As I've repeated "Truth is the only eventual inevitability." My 4 Propositional Assertions are;
1.) A persons guess is always better than odds would allow.
2.) Everyone has blind spots, and everyones blind spots are different.
3.) Some people are very different, very differently.
4.) Everybody needs love. (All things are drawn to love, {Power?} especially love.)
These are not weak truisms. These are my armor. This is my truth. It's not about me and I promised in the final analysis this would not be about me. I had to allow that many paths to the undertaking of Intuitive Diagnostics would become rational for popular culture as the result of the inevitable shifting of popular opinions. I merely predicted it in a way that ultimately makes sense, I hope. But that's the thing about building your own propositional assertions. They are born of love. It's the antithesis is censorship. Viral statements merely obscure. Your propositional assertions are statements of intent, without pretense of authority. This is what make the advances in science and medicine so powerful, truth ultimately asserts itself and becomes inevitable. Can you see your minds whirling in doubt, frustration and denial? You can help it, you are under the effect of rational doubt. Unlike viral statements, ("Branding?") thoughtful propositional assertions feed on Rational Denials. This is how you test your assertions to see if they are true. Start gently, Then improve your testing mediums ability to challenge your assertions confidently.
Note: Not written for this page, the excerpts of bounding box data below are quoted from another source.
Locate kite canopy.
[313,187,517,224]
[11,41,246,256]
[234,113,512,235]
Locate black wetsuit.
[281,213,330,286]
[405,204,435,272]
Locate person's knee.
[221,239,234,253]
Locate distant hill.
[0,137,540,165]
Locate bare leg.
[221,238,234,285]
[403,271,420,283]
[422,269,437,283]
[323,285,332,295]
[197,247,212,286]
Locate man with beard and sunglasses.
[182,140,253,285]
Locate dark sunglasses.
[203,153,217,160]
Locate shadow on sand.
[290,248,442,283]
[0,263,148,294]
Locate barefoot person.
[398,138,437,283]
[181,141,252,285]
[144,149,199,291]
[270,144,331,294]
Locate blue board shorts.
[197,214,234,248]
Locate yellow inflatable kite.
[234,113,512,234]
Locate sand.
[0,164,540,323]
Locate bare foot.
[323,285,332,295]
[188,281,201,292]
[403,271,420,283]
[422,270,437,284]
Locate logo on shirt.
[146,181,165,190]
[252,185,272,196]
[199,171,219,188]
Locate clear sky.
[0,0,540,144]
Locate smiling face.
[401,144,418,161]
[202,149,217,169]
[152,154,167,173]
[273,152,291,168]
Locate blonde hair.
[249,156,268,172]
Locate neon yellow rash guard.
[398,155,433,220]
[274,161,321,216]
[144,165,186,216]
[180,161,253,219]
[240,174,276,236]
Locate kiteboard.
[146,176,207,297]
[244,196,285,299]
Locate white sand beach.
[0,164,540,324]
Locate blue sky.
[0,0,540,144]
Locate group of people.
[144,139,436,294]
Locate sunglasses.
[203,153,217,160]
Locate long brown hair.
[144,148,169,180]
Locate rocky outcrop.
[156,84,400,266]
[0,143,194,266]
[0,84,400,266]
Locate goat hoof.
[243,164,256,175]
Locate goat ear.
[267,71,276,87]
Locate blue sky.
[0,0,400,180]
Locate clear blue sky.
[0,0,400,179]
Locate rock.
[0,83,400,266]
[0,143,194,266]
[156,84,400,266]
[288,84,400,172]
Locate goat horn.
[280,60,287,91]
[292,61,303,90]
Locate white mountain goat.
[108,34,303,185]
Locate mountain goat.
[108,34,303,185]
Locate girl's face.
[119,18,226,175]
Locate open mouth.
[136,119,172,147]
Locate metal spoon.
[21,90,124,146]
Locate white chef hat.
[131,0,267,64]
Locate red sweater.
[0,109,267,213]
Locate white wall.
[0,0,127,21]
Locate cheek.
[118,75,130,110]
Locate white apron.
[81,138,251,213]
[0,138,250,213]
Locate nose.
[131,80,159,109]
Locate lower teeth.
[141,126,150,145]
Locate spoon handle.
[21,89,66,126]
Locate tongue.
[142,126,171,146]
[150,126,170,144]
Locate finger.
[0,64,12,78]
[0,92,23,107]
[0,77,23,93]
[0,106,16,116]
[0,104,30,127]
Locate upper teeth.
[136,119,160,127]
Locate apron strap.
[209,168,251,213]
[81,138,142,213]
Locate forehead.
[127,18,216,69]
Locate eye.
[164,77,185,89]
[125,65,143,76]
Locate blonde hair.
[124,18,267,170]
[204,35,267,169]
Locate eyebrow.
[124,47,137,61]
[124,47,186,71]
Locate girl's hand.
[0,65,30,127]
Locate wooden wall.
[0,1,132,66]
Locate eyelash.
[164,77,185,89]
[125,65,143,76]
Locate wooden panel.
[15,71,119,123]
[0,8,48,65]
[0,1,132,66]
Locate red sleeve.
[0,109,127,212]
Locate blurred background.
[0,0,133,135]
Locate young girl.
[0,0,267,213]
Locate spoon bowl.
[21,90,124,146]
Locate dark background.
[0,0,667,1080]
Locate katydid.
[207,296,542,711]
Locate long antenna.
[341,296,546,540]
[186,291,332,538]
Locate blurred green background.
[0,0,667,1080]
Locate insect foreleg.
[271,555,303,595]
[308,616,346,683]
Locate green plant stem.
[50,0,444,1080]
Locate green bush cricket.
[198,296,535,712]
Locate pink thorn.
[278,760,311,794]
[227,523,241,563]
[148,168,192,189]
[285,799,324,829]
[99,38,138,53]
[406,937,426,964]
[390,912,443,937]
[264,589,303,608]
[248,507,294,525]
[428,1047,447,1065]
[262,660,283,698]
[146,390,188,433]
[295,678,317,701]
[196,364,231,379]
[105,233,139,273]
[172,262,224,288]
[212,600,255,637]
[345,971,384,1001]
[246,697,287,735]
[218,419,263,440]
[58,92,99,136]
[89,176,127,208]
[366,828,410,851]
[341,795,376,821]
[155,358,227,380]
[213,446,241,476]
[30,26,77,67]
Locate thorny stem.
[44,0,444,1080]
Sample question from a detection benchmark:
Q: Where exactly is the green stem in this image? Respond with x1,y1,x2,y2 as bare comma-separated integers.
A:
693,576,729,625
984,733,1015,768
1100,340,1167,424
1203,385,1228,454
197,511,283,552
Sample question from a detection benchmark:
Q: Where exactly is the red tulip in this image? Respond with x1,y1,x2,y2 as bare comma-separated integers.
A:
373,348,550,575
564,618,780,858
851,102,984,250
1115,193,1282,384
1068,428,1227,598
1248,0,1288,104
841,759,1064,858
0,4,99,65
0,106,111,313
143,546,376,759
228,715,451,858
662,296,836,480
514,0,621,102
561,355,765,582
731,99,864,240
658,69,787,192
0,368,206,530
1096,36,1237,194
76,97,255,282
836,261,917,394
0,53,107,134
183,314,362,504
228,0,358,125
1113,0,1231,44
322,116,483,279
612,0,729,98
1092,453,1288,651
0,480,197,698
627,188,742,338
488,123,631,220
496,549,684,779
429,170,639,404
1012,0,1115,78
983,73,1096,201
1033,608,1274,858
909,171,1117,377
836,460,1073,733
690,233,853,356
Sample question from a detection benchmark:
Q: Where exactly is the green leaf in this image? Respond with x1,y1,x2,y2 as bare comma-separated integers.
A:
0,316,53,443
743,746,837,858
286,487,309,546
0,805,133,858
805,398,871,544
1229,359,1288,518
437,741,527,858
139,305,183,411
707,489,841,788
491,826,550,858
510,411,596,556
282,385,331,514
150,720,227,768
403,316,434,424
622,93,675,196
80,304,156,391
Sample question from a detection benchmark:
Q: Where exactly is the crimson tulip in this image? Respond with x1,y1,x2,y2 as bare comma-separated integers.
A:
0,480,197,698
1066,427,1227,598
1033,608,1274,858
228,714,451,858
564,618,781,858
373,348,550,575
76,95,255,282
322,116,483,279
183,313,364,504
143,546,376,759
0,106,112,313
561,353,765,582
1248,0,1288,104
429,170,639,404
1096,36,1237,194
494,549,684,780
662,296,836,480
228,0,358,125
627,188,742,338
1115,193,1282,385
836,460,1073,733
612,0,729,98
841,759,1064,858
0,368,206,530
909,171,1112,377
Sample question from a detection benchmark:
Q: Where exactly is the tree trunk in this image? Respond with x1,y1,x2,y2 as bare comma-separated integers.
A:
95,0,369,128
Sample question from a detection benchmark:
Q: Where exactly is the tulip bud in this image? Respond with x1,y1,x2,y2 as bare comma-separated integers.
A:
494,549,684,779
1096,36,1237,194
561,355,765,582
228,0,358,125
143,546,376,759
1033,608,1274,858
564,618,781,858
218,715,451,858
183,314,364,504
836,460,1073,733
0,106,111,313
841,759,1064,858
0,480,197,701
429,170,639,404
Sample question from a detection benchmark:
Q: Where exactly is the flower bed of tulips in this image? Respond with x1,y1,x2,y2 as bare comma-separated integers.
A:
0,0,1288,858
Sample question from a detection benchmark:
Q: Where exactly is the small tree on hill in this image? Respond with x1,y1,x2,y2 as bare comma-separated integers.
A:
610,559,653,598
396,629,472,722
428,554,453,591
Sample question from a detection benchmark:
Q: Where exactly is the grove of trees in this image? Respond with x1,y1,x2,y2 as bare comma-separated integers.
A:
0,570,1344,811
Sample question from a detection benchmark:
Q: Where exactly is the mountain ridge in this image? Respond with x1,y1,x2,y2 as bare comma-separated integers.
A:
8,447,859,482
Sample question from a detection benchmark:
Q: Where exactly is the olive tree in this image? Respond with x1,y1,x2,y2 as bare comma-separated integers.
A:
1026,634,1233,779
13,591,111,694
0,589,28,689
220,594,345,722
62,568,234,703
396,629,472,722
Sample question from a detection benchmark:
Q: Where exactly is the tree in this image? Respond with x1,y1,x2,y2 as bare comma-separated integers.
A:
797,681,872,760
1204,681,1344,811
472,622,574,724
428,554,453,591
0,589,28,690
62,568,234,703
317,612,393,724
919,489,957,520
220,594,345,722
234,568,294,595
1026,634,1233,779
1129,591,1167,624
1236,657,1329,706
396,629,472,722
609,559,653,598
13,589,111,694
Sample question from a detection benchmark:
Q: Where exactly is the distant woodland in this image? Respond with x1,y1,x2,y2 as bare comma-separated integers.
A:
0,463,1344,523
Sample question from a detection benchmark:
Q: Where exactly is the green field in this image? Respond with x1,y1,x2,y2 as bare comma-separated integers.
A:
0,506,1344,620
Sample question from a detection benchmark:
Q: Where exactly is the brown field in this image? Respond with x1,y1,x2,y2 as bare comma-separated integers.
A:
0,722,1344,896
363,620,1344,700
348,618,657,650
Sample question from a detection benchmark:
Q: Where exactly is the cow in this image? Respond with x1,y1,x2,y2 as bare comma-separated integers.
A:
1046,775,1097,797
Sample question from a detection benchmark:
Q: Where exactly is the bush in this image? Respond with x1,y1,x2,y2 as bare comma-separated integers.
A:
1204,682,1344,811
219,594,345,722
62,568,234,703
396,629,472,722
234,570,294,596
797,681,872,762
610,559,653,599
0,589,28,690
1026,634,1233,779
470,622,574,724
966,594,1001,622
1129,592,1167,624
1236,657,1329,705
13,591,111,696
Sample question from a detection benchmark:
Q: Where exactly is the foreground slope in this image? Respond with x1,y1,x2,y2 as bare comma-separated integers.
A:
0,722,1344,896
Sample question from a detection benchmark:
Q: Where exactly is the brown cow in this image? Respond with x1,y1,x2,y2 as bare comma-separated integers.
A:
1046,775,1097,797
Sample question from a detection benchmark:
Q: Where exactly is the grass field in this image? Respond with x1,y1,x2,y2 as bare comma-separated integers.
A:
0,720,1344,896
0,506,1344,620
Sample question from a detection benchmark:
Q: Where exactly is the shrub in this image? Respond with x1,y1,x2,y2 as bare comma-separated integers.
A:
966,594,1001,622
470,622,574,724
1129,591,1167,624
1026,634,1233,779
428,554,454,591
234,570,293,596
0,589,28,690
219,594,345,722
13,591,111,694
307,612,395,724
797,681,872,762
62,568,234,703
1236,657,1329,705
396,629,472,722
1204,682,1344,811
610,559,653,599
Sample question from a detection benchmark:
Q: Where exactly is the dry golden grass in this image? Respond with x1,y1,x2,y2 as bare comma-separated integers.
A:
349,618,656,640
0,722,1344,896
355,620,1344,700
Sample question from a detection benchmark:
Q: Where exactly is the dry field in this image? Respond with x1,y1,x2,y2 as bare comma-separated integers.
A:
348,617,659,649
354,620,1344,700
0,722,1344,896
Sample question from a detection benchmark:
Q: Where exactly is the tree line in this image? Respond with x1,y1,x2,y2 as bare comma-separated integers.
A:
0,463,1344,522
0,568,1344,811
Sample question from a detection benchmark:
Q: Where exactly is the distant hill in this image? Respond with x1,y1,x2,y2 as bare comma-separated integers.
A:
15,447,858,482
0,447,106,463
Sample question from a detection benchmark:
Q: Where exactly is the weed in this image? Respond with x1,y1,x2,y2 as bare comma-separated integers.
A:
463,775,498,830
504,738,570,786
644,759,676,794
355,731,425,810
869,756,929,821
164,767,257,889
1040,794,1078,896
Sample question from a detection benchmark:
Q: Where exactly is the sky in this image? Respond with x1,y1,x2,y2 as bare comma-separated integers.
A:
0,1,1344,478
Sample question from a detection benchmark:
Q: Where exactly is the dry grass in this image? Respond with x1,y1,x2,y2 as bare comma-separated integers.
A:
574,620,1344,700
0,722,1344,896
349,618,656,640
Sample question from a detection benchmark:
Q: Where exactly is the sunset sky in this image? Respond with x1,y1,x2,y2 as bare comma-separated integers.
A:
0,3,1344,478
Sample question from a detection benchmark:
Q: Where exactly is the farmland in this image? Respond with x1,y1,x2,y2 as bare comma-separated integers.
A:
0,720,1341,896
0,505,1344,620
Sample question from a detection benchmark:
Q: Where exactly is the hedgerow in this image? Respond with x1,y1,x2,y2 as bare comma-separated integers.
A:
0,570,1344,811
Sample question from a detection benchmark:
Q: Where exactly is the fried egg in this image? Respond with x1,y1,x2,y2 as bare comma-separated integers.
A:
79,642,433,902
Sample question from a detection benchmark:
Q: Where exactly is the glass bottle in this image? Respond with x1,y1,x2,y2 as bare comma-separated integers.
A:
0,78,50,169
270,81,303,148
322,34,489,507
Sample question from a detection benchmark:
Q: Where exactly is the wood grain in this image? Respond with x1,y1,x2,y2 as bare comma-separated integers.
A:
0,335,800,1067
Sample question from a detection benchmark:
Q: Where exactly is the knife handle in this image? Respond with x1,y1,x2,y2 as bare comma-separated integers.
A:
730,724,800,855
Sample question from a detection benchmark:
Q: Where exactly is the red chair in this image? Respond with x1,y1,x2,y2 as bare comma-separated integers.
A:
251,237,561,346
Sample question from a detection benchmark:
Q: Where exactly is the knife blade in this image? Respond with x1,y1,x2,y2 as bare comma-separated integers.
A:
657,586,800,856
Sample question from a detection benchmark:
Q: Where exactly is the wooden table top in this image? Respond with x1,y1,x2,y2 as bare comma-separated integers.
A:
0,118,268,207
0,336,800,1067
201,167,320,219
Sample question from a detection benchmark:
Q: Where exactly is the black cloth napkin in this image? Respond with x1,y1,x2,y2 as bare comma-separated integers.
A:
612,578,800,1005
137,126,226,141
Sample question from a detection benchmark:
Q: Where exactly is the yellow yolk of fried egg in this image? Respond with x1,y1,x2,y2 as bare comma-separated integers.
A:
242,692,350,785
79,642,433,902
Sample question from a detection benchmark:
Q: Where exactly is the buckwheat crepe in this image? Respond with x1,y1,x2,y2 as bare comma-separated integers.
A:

Look at the 4 primary propositions of the para psychological methods. They have Number (Enumerate Partition). And they reconstruct into a Unity (Coalescent Symmetry). These are all statistical models for analyzing information about people and our health. If you haven't worked with Intuitive Diagnostics up to this point, then this will seem to be so much gibberish. But if you have, you have seen this useful though seemingly artificial compartmentalization of data used predominantly throughout the world. Then Intuitive Diagnostics may not offend you.
As my Croatian Sociology professor would say, "Make predictions, and be prepared to be wrong."